How to Apply Continuous Compliance in the Modern Workplace

Microsoft 365

Our previous post underscored the close link between security and continuous compliance for modern financial sector organizations. But given that the processes related to continuous compliance need – almost by definition – to be ongoing, how do you apply them in a manner that’s not constantly getting in the way of other day to day business processes? Fortunately, there are answers with the help of the right MSP partner.

 

Continuous Compliance Must be Sustainable Over Time

Continuous compliance is an ongoing investment, so the priority is to make that investment sustainable over the course of time. The way to achieve this is to focus on making the effort both targeted and iterative. Otherwise, you could end up with an expensive “boil the ocean” approach that may be a mile wide and an inch deep when it comes to keeping up with threats, vulnerabilities and regulatory rules as they shift over time.

It’s far too costly and would bog down business processes to try and blanket the entire organization with endless security and compliance investments. That’s why focusing such investments is crucial. For instance, Company X may deal heavily with protected customer and financial data, whereas Company Y’s business model and reputation depend more on the availability of systems. These variations should inform the focus area of the organization’s security and compliance operation (i.e. ransomware or business email compromise for Company X; DNS and similar attacks for Company Y).

Continuous compliance must also be iterative in order to stay current with constantly changing threats, software vulnerabilities and business processes. The goal should be a virtuous cycle of ongoing testing, improvement and retesting – all of which must be informed by expertise on the rules, vulnerabilities, processes and underlying technology that most apply to what’s being tested.

 

Applying Continuous Compliance to Both Technology and Workforce-Related Risks

The targeted and iterative approach must strengthen compliance around both the technology and workforce-related security efforts underway in a modern financial organization. On the technology side, for instance, think of vulnerability scanning and patching. The continuous compliance cycle may involve scanning for gaps, developing patches and then rescanning for any remaining gaps.
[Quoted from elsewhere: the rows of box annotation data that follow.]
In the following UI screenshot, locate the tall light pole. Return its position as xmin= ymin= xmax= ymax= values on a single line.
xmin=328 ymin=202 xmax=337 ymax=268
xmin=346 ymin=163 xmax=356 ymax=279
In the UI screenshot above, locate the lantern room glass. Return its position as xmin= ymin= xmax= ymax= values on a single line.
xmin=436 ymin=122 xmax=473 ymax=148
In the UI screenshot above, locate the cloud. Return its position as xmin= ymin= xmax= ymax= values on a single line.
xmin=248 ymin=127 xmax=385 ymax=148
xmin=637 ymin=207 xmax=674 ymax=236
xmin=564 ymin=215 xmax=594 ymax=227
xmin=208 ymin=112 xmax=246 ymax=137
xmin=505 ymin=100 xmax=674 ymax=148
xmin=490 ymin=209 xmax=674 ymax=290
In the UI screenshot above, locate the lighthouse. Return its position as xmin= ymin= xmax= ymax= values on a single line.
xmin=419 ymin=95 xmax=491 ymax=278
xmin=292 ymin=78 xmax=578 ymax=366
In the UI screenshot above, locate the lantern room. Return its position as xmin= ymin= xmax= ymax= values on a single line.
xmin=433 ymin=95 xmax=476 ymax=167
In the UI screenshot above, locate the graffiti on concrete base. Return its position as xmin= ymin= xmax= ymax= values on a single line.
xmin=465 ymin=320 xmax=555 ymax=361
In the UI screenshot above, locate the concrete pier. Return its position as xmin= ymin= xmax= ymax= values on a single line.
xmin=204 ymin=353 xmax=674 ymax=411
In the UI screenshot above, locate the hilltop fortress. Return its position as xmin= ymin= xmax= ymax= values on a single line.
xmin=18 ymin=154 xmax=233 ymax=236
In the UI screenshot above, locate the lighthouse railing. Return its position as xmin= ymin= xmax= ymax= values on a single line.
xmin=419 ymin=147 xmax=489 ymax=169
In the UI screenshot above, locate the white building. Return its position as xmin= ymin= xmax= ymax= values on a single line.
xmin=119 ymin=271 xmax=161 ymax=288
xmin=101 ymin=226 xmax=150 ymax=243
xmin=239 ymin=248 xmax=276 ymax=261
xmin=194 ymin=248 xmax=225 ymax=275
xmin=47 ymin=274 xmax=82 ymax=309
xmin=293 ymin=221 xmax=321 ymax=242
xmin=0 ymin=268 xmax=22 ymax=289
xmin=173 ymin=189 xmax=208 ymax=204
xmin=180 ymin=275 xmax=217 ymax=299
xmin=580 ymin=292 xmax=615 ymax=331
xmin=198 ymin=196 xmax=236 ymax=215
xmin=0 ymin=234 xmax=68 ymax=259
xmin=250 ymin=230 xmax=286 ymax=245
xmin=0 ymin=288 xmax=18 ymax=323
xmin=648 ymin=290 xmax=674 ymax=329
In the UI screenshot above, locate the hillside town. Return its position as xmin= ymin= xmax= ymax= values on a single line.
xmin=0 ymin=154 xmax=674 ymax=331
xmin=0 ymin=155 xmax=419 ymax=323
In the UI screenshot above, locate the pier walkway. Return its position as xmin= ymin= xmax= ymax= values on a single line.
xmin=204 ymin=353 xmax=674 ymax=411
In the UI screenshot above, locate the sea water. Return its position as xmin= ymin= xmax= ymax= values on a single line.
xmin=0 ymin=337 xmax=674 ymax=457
Meanwhile, consider the workforce example of phishing awareness testing and training. Initial phishing tests may isolate certain processes or scenarios where users are most susceptible to clicking on bogus links. These results can inform root cause analyses, which in turn may drive a process improvement. Then there may be user training to highlight proper cyber-hygiene for such processes, followed by a subsequent testing round to see if user behaviors improve.

Both these examples illustrate the need for continuous curation of compliance and security-related activities and resources – and that’s something clients will invariably need the help of a seasoned MSP partner to do. Such a partner can help navigate issues like alert fatigue in the case of phishing awareness – it’s possible to be too continuous in such testing if you’re doing it daily and you remove the element of surprise. Or with patching, clients need a partner who knows how to optimize the patch design in the first place, and then apply automation to enable the patching to happen continuously at scale.

Ultimately, continuous compliance doesn’t need to be a continuous headache and perpetual choice between secure operation and seamless processes in a modern organization. It’s possible to achieve both with the help of the right MSP partner – one with both the workforce and technical expertise to strategically target and iteratively improve on the areas most critical to a modern organization’s regulatory and compliance needs.